Boot Barn Total Revenue

This quarter, Boot Barn reported a rather uninspiring 8.7% year-on-year revenue decline to $388.5 million in revenue, in line with Wall Street's estimates. The company is guiding for revenue to rise 5% year on year to $403 million next quarter, in line with the 4.9% year-on-year increase it recorded in the same quarter last year. Looking ahead, Wall Street expects sales to grow 9.6% over the next 12 months, an acceleration from this quarter.

Same-Store Sales

A company's same-store sales growth shows the year-on-year change in sales for its brick-and-mortar stores that have been open for at least a year, give or take, and e-commerce platform. This is a key performance indicator for retailers because it measures organic growth and demand.

Boot Barn's demand has been shrinking over the last eight quarters, and on average, its same-store sales have declined by 2.5% year on year.
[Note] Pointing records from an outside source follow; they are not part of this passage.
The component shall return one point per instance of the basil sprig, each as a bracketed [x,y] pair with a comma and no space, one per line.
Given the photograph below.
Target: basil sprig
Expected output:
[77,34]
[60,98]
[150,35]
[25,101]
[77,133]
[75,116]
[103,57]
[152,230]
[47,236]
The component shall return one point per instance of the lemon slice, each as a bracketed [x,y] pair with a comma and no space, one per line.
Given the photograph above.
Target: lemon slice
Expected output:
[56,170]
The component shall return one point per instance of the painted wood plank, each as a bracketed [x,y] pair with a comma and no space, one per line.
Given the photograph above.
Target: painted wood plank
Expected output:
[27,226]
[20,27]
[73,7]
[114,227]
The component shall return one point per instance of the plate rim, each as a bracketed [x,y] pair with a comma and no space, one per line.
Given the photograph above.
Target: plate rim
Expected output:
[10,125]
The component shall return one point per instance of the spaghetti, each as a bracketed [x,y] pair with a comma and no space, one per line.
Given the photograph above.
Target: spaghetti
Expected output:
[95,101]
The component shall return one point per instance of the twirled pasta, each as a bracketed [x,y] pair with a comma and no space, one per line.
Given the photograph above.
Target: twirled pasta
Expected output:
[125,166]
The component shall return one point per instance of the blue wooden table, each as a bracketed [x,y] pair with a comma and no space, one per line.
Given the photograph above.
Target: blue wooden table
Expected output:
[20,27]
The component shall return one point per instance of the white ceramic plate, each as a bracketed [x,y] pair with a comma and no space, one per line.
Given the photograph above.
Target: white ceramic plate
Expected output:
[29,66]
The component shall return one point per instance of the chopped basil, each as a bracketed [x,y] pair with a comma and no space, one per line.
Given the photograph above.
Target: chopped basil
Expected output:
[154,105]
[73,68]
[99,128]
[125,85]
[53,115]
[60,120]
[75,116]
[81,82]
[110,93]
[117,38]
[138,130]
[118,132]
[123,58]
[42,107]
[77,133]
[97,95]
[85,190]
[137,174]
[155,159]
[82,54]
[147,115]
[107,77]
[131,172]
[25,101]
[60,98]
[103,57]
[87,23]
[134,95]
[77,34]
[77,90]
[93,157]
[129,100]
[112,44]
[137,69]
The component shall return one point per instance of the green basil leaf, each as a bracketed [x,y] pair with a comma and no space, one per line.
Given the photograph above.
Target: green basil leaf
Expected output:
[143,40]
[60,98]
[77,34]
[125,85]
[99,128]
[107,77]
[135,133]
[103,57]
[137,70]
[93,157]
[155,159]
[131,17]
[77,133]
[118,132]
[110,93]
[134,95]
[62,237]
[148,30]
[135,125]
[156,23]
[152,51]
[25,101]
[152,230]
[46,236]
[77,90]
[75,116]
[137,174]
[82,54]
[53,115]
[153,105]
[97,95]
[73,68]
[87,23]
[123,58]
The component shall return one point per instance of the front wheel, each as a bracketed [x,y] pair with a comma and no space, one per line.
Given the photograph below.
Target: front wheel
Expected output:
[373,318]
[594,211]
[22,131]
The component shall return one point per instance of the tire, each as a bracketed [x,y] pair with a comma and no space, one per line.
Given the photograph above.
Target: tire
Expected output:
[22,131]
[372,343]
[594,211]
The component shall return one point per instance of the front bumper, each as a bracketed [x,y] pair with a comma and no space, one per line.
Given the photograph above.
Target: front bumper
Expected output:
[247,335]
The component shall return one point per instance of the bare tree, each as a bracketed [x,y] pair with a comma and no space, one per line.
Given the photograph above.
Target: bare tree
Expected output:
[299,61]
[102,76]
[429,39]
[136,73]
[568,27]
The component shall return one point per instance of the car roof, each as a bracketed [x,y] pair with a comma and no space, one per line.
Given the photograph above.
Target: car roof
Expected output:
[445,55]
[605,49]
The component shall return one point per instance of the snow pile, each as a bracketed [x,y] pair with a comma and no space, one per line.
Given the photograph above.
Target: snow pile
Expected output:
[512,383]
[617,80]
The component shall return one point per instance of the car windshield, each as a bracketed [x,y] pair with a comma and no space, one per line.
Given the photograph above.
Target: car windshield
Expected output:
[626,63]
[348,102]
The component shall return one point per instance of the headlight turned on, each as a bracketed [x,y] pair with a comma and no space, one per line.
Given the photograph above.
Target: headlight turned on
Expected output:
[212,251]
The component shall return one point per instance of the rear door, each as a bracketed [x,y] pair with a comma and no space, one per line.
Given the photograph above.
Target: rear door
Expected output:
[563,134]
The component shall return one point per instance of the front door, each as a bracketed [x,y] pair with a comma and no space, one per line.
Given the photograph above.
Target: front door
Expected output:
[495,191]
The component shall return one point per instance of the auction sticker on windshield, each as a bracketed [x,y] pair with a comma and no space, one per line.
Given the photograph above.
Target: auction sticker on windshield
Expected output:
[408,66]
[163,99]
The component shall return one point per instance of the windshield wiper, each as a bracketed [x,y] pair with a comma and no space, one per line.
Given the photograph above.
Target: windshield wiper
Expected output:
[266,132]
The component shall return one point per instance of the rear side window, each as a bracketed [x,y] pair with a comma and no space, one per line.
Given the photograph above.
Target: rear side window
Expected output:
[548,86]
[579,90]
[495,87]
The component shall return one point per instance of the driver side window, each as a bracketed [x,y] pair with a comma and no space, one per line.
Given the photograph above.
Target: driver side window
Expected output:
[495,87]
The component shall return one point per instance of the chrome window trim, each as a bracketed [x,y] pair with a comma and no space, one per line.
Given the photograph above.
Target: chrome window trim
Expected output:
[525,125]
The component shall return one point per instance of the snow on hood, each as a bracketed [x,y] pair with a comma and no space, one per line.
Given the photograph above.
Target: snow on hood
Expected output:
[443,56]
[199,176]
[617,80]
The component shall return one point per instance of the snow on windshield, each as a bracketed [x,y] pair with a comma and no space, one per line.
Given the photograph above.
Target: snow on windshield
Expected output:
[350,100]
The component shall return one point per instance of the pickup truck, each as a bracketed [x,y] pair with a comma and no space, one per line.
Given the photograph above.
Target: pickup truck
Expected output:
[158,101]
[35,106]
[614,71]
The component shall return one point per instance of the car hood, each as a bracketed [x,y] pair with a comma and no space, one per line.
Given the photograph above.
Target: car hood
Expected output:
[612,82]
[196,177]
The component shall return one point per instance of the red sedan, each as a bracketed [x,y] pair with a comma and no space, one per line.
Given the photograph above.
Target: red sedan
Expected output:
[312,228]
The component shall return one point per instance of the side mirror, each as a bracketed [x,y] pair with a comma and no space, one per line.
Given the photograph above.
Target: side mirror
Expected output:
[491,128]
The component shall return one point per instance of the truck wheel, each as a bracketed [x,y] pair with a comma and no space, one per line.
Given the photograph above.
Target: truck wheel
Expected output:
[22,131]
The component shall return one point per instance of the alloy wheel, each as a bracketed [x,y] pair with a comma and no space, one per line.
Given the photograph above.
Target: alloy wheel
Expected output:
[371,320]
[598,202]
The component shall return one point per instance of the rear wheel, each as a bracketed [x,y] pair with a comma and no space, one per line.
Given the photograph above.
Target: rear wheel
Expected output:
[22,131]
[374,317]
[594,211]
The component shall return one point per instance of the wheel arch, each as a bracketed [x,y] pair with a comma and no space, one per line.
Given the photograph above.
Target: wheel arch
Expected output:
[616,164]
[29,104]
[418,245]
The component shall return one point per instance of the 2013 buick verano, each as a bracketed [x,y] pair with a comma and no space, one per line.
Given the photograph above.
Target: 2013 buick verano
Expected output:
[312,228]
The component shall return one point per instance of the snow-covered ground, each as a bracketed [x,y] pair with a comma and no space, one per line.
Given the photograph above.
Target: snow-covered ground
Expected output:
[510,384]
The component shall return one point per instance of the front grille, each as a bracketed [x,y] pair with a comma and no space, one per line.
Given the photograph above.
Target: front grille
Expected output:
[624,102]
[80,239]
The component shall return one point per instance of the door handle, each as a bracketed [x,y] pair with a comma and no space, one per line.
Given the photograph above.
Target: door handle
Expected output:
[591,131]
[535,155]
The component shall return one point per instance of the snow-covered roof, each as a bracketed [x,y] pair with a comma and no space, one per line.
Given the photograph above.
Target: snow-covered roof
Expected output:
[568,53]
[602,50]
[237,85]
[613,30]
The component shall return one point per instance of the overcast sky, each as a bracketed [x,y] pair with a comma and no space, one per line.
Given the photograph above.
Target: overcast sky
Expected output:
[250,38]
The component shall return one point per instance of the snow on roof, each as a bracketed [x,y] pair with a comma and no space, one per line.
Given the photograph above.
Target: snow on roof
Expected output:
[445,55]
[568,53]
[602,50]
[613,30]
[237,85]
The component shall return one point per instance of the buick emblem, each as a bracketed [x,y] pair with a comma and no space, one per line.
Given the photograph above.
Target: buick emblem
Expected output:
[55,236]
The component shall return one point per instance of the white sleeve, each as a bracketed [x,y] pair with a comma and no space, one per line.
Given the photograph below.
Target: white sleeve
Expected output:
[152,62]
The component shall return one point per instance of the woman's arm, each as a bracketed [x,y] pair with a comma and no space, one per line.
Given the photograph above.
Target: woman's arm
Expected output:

This performance is quite concerning and the company should reconsider its strategy before investing its precious capital into new store buildouts.

Boot Barn Year On Year Same Store Sales Growth

In the latest quarter, Boot Barn's same-store sales fell 5.9% year on year. This performance was more or less in line with the same quarter last year.

Number of Stores

The number of stores a retailer operates is a major factor of how much it can sell and its growth is a critical driver of how quickly its sales can grow.

When a retailer like Boot Barn is opening new stores, it usually means it's investing for growth because demand is greater than supply. Boot Barn's store count increased by 55 locations, or 15.9%, over the last 12 months to 400 total retail locations in the most recently reported quarter.

Boot Barn Operating Retail Locations

Taking a step back, the company has rapidly opened new stores over the last eight quarters, averaging 15.1% annual growth in its physical footprint. This store growth is much higher than other retailers and gives Boot Barn a chance to scale towards a mid-sized company over time. With an expanding store base and demand, revenue growth can come from multiple vectors: sales from new stores, sales from e-commerce, or increased foot traffic and higher sales per customer at existing stores.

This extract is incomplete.